Augustin Cauchy (1789-1857) began to put analysis such as was done by Newton and Euler on firmer foundations, but in doing so he was himself faced with the dangers of virgin territory.  In Calculus I, we teach the Mean Value Theorem whose formulation is due to Cauchy.  When we prove it in the introductory analysis course, its prove can be contained in a single paragraph because the modern theory is so well developed.  Yet Cauchy’s proof is much longer and contains some jumps within it that would cause us to paint a student’s paper red: but it’s brilliant!
It is good for students to see that our subject is an adventure.  While as undergraduates, they might not have received the preparation to go into the subjects of current research interests, they have had enough to appreciate the research of the eighteenth century.  Seeing the spirit of that frontier might inspire them to explore current frontiers.

The Lasting Effect of History

As scholars who teach, we should be aware of the effects of history upon us.  We are part of a larger world that has been growing and changing for many centuries.  In many cases we bemoan the publish or perish culture that has grown up around us in modern academe, but, in doing so, we forget that publishing results is our gift to civilization.  Great minds like Archimedes (c. 287 BC – c. 212 BC) sent letters to others whom they thought might understand them.  Many times they played tricks upon their rivals to confuse them.

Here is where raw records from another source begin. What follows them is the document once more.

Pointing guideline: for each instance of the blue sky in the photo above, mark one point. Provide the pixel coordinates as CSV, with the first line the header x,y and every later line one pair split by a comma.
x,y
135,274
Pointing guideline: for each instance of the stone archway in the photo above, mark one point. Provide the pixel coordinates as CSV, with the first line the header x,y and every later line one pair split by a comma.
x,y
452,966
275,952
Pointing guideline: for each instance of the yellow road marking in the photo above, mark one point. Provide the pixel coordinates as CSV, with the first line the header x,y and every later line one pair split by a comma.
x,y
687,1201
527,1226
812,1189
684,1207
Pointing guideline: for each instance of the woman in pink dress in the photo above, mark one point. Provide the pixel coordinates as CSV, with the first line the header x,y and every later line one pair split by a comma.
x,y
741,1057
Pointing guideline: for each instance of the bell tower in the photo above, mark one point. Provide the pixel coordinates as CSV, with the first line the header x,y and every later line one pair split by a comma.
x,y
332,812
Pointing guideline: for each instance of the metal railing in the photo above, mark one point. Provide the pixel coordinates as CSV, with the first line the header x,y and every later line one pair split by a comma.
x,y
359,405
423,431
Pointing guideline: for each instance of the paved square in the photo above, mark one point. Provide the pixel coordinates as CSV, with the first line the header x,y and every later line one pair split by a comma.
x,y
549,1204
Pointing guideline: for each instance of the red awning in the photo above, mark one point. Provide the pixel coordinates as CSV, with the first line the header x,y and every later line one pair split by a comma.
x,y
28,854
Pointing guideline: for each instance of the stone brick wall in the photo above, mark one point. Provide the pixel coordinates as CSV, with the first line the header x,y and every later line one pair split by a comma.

Others like Niccolò Fontana Tartaglia (1499/1500–1557) solved important problems like the general cubic equation, but kept the results to themselves so that they could pose challenges to others and build up their own reputations.
When Isaac Newton wrote Principia Mathematica he invented the language to describe his new system of the world, and while there might be a jot or a tittle moved here or there, we still use basically the same language today.  I am not sure he was thinking about this three hundred years ago, but the effect of his work, his words still stand.  Without learning history, however, we might not understand that he had to be pushed, bullied, and cajoled into writing his book and he made Edmund Halley pay to have it published for him.
When groups such as the Royal Society and the various journals arose as means of disseminating research results and establishing priority, progress hastened. It is difficult to over-emphasize the value of these steps toward openness and publication.  Yet, history should also show us that we are continually changing.
I believe we need to broaden our ideas of scholarship to include activies which are, in fact, necessary to teaching, learning, and research continuing in our universities.  Ernest Boyer explored this generally in his book Scholarship Reconsidered: Priorities of the Professoriate.  I believe that an exploration of the history of my subject, mathematics, vindicates this idea.  
Research and teaching are inextricably linked. Research discovers the mysteries of creation, but teaching, in a continuum of forms, transmits those discoveries to the ages.  I can have conversations with Archimedes, Newton, Euler, and Gauss because teachers who were themselves scholars have worked to make that happen.  They have learned the language of the countries of the past and have shaped the language of a boy from the Oklahoma oil field so that he may understand, if only just a little.
That is what teachers can do and that is little short of magic.